Inequality problem involving QM-AM-GM-HM or Cauchy Schwarz inequality Question: Prove that if $x$, $y$, $z$ are positive real numbers then the following inequality holds: $$\frac{x+y}{x^2+y^2}+\frac{y+z}{y^2+z^2}+\frac{z+x}{z^2+x^2}\leq\frac{1}{x}+\frac{1}{y}+\frac{1}{z}.$$I tried thinking of applying QM-AM, but I didn't know what variables to use. I also thought that this could be related to Cauchy's inequality, but I wasn't sure, again, of what variables to use. Any help would be greatly appreciated, thanks!
 A: We want to show that:
$$\frac{x+y}{x^2+y^2}+\frac{y+z}{y^2+z^2}+\frac{z+x}{z^2+x^2}\leq\frac{1}{x}+\frac{1}{y}+\frac{1}{z}.$$
Note that, by the QM-AM Inequality:
$${\left(\frac{x+y}{2}\right)}^2 \leq \frac{x^2 + y^2}{2}.$$
Consequently:
$$\frac{x + y}{x^2 + y^2} \leq \frac{2}{x + y}.$$
Therefore, it remains to show that:
$$\frac{2}{x + y} + \frac{2}{y + z} + \frac{2}{x + z} \leq \frac{1}{x} + \frac{1}{y} + \frac{1}{z}.$$
By the AM-HM Inequality:
$$\frac{2}{\frac{1}{x} + \frac{1}{y}} \leq \frac{x + y}{2}.$$
Therefore:
$$\frac{2}{x + y} \leq \frac{\frac{1}{x} + \frac{1}{y}}{2}$$
Similarly:
$$\frac{2}{y + z} \leq \frac{\frac{1}{y} + \frac{1}{z}}{2},$$
and
$$\frac{2}{x + z} \leq \frac{\frac{1}{x} + \frac{1}{z}}{2}.$$
QED.
A: after some algebra we get
$y^3(x-z)(x^4-z^4)+z^3(x-y)(x^4-y^4)+x^3(y-z)(y^4-z^4)\geq 0$
which is true.This have i got by canceling the denominators and simplifying the given terms and moving all to the left side.

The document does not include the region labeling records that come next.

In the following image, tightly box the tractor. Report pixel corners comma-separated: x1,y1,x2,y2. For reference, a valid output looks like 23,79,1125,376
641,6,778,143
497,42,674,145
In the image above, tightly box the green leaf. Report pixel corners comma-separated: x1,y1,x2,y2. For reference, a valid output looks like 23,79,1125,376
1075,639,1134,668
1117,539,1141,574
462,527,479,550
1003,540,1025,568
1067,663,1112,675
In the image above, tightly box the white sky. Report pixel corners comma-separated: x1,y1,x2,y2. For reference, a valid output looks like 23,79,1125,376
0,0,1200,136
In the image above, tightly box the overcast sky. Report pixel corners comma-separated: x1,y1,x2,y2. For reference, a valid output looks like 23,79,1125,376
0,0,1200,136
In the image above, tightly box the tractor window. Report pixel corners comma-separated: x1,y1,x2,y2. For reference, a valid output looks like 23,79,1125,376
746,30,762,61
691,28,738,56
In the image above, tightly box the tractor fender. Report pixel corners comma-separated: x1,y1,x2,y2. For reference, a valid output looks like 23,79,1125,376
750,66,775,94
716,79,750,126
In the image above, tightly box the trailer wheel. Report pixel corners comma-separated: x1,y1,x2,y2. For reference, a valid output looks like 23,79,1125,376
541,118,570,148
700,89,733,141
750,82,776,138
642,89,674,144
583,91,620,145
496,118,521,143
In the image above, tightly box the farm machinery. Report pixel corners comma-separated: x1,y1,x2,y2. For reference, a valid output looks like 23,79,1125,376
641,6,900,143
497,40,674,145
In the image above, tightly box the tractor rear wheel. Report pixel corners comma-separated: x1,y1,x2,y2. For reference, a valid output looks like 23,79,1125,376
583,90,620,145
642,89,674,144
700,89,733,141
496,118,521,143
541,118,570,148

A: It's true that $(x+y)^2\le2(x^2+y^2)$ and it can be seen as a consequence of CS, so
$$\frac{x+y}{x^2+y^2}+\frac{y+z}{y^2+z^2}+\frac{z+x}{z^2+x^2}\le\frac2{x+y}+\frac2{y+z}+\frac2{z+x}.$$
Additionally from $(x+y)^2\ge4xy$ it can be deduced that
$$\frac2{x+y}\le\frac1{2x}+\frac1{2y},$$
hence the inequality follows easily.